Restent, chez M. Macron,
de curieux éléments de psychologie. Curieux, pour ne pas dire inquiétants. On n’aura
pas oublié sa sortie d’il y a un mois environ sur ceux qui refusent de se faire
vacciner contre le virus qui nous ennuie depuis deux ans : M ; Macron
a « très envie de les emmerder », comme chacun sait. Nous passerons
sur ce que cette déclaration a d’offensant, sur le désir qu’elle semble révéler
de désigner comme coupables de tous les maux une minorité de récalcitrants, ou
sur la manière d’alimenter les délires complotistes que représentent de tels
propos[i]… tout
cela a déjà été dit ailleurs, mieux que je ne saurais le faire (sans compter
que je n’avais qu’à me manifester plus tôt !).
Ce qui devrait nous
inquiéter, c’est ce « j’ai très envie ». Après tout, que M. Macron
ait « très envie » de ceci ou de cela, peu me chaut tant qu’il le
garde pour lui et se garde de céder à ses envies. Mais s’il le déclare à des
journalistes, cela a comme un accent menaçant[ii]. Et rappelle
quelque peu Zazie dans le métro aux lecteurs de Queneau, où Zazie
déclare vouloir devenir institutrice « pour faire chier les mômes ».
La littérature nous donnerait ainsi des indices peu encourageants sur la
maturité de M. Macron.
On peut aussi se
contenter de penser que ce n’est qu’un écart de langage de plus de sa part, et
hausser les épaules. Je ne sais pourquoi je songe tout à coup au jour où il a
qualifié M. Boris Johnson, premier ministre britannique, de « clown ».
Il est vrai qu’en la matière les méchantes langues diront qu’il est
connaisseur, voire expert. Il n’est besoin que de voir de quels ministres il
est capable de s’entourer, préciseront ces méchantes langues.
Car oui, ce sont de
méchantes langues : comment par exemple ne pas éprouver un sentiment
bienveillant envers notre premier ministre, M. Castex ? Ses mines
perplexes, son air perpétuel de se demander ce qu’il fait là, voilà qui est
touchant et devrait nous attendrir. Puisque les références littéraires
devraient nous éclairer, comment ne pas penser au président Melba dans Perfide,
de Roger Nimier ? Curieuse époque que la nôtre, où le personnel politique
français semble nous ramener couvent à cette roborative farce. C’est drôle,
mais ce n’est pas rassurant.
À propos de M. Johnson,
dont il était question plus haut, cet homme semble traverser une mauvaise passe.
La presse britannique s’en donne à cœur joie, à propos de fêtes qui eurent lieu
au 10 Downing Street en plein confinement. Si de telles fêtes sont de fait moralement
répréhensibles et d’un effet déplorable par le manque d’exemplarité qu’elles
révèlent, il semble manquer quelque chose aux diatribes contre M. Johnson. Non pas
quant à leur effet éventuel, beaucoup sommant l’intéressé de démissionner, mais
quant au personnage qu’est Boris Johnson.
Certains n’ignorent pas
qu’il fut à Oxford membre du Bullingdon Club, institution dont les
familiers de l’œuvre d’Evelyn Waugh peuvent se faire une idée[iii].

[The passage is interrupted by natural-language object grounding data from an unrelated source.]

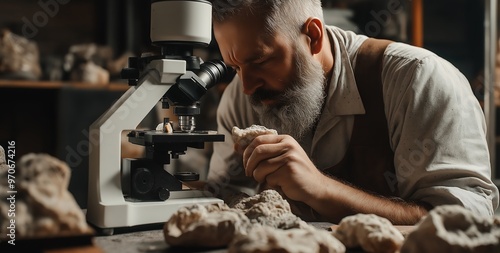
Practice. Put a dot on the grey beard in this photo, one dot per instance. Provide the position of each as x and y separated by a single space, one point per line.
300 106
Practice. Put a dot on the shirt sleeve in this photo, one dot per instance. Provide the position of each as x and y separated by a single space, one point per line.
437 130
226 174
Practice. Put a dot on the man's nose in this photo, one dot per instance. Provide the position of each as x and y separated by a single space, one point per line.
250 82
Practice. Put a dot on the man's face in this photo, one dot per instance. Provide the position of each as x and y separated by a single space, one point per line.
284 82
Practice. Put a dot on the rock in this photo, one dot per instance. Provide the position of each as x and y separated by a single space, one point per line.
270 209
204 226
452 228
370 232
43 205
267 239
243 137
19 57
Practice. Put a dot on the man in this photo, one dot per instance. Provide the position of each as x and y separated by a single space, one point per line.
366 126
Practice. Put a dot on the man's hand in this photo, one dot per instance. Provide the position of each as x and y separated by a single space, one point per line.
281 163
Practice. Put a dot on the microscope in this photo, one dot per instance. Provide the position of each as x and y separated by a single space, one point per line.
139 191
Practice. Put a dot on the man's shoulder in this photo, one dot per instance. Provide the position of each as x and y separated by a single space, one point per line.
404 51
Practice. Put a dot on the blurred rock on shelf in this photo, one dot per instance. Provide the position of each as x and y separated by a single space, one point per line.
19 57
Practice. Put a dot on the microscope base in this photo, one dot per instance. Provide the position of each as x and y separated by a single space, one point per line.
125 214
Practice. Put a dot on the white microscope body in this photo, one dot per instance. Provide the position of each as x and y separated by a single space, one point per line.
174 24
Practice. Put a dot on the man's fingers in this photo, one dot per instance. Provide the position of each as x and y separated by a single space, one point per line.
266 168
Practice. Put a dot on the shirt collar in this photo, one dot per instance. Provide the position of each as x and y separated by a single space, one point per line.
342 96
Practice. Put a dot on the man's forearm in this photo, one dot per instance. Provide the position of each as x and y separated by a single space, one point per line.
338 200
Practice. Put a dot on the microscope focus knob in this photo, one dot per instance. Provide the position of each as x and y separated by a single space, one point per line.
143 181
163 193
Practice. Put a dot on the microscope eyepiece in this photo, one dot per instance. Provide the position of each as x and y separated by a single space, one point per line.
212 72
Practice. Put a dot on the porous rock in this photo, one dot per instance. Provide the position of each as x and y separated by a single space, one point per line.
212 225
267 239
270 209
43 205
452 228
370 232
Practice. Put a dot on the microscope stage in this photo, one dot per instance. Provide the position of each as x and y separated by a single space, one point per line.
152 137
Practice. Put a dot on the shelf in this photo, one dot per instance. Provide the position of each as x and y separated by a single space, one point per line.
114 86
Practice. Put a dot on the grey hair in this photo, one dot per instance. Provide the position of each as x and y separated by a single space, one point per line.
281 16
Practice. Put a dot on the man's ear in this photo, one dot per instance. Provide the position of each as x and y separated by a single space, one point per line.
313 29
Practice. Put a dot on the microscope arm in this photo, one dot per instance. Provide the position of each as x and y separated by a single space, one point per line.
105 135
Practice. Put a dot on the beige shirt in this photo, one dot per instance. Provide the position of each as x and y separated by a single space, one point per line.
436 127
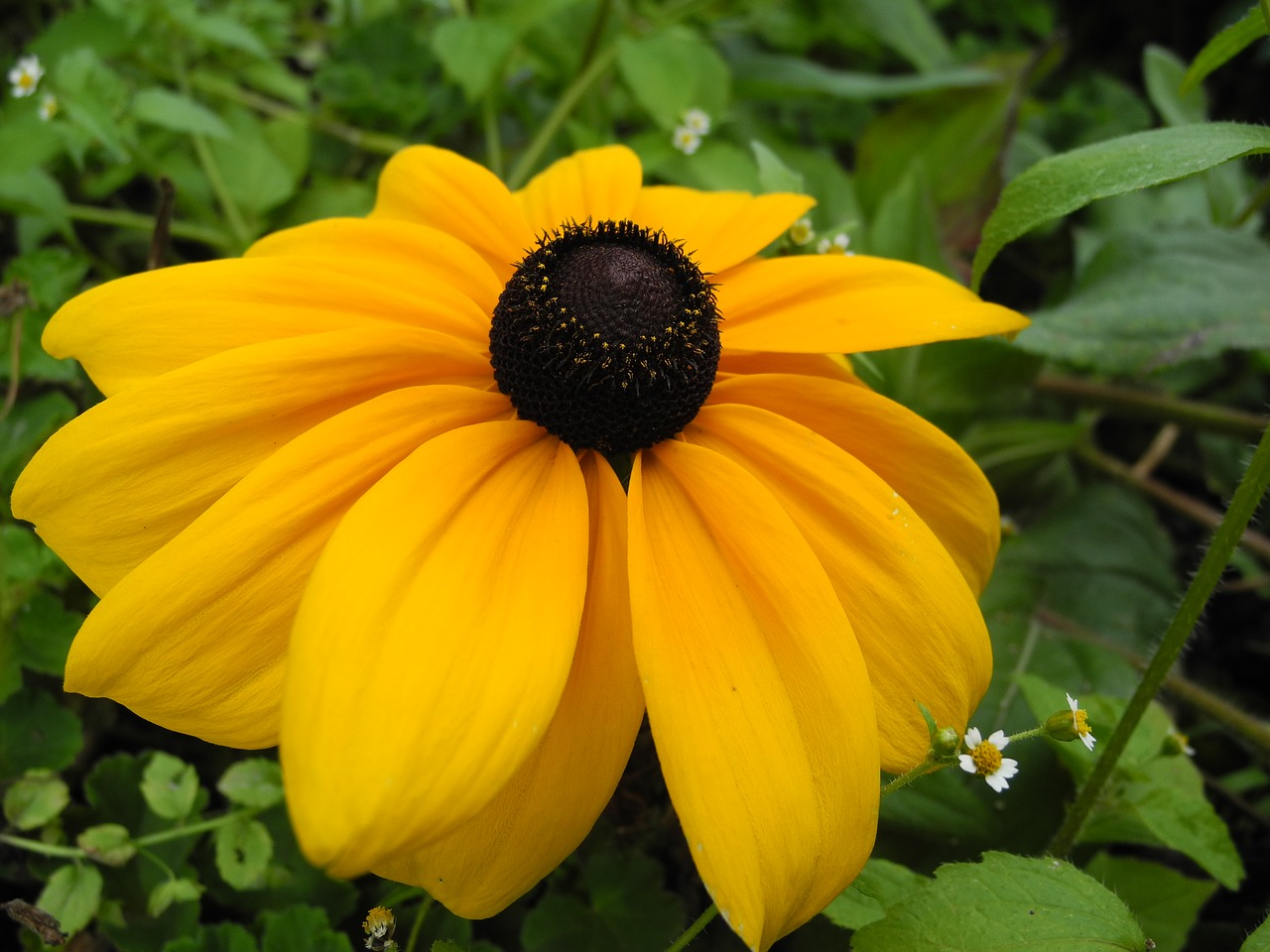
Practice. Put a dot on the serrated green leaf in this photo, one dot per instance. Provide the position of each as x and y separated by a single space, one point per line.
243 852
1160 298
35 798
1028 905
1225 45
169 785
108 843
1064 182
879 887
255 783
177 112
72 895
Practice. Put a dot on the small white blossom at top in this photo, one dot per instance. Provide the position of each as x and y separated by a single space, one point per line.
802 231
837 245
1080 724
26 75
698 121
985 760
48 107
686 140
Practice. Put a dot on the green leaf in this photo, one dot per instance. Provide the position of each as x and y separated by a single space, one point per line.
171 892
1025 905
72 896
1225 45
1160 298
1064 182
169 785
255 783
1164 901
879 887
180 113
472 51
243 852
35 798
109 844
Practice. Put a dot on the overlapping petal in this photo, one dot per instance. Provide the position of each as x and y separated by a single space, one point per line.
440 188
119 481
919 626
434 643
926 467
553 801
204 652
848 303
756 690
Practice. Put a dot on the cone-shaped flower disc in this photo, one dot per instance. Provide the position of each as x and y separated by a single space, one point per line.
354 494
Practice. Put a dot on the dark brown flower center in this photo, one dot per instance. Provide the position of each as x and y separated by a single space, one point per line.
607 336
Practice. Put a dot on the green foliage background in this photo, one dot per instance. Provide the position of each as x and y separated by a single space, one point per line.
1093 168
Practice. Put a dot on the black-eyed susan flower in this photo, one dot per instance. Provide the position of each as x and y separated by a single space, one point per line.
357 493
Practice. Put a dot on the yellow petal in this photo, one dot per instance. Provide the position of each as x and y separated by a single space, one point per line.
595 182
405 253
928 468
916 620
134 329
756 690
434 643
839 303
719 229
553 801
436 186
194 639
121 480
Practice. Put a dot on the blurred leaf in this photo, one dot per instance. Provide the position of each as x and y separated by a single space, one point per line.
1225 45
1064 182
35 798
173 111
1032 905
879 887
1165 901
169 785
1156 298
72 895
253 783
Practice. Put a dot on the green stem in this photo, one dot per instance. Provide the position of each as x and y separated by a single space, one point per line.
529 159
695 929
1245 503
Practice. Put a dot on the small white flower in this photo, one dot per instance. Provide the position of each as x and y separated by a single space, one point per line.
26 75
802 231
686 140
985 760
837 245
1080 722
698 121
48 107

Evelyn Waugh ? Voilà une piste intéressante. M. Johnson n’a-t-il pas
quelques traits de ces bright young things dont le non moins brillant
Waugh dépeignit quelques frasques dans Ces Corps vils ? Pour preuve
ce personnage qui, apprenant l’existence de l’Independent Labour Party,
regrette de ne pas y avoir été invité ; et aussi une fête improvisée… au 10
Downing Street. Dans ces conditions, allez savoir si M. Johnson – ou l’un ou l’autre
de ses collaborateurs – n’aura pas commis une fâcheuse erreur quant à l’acception,
en anglais dans le texte, du mot party. La littérature, décidément, nous
éclaire d’une manière aussi drôle qu’effrayante[iv].
[i] Nous ne dirons rien des
propos absurdes et indécents de M. Estrosi ou de M. Hirsch au même sujet. Les courtisans
ne sont souvent que de pâles imitateurs.
[ii] Voulu, c’est du cynisme,
involontaire, c’est un manque de maîtrise de soi.
[iii] Dans Grandeur et décadence (sous le nom de Bollinger Club) et dans Retour à Brideshead.
[iv] Ne nous plaignons pas :
le rire et la littérature ne sont pas là pour nous rassurer.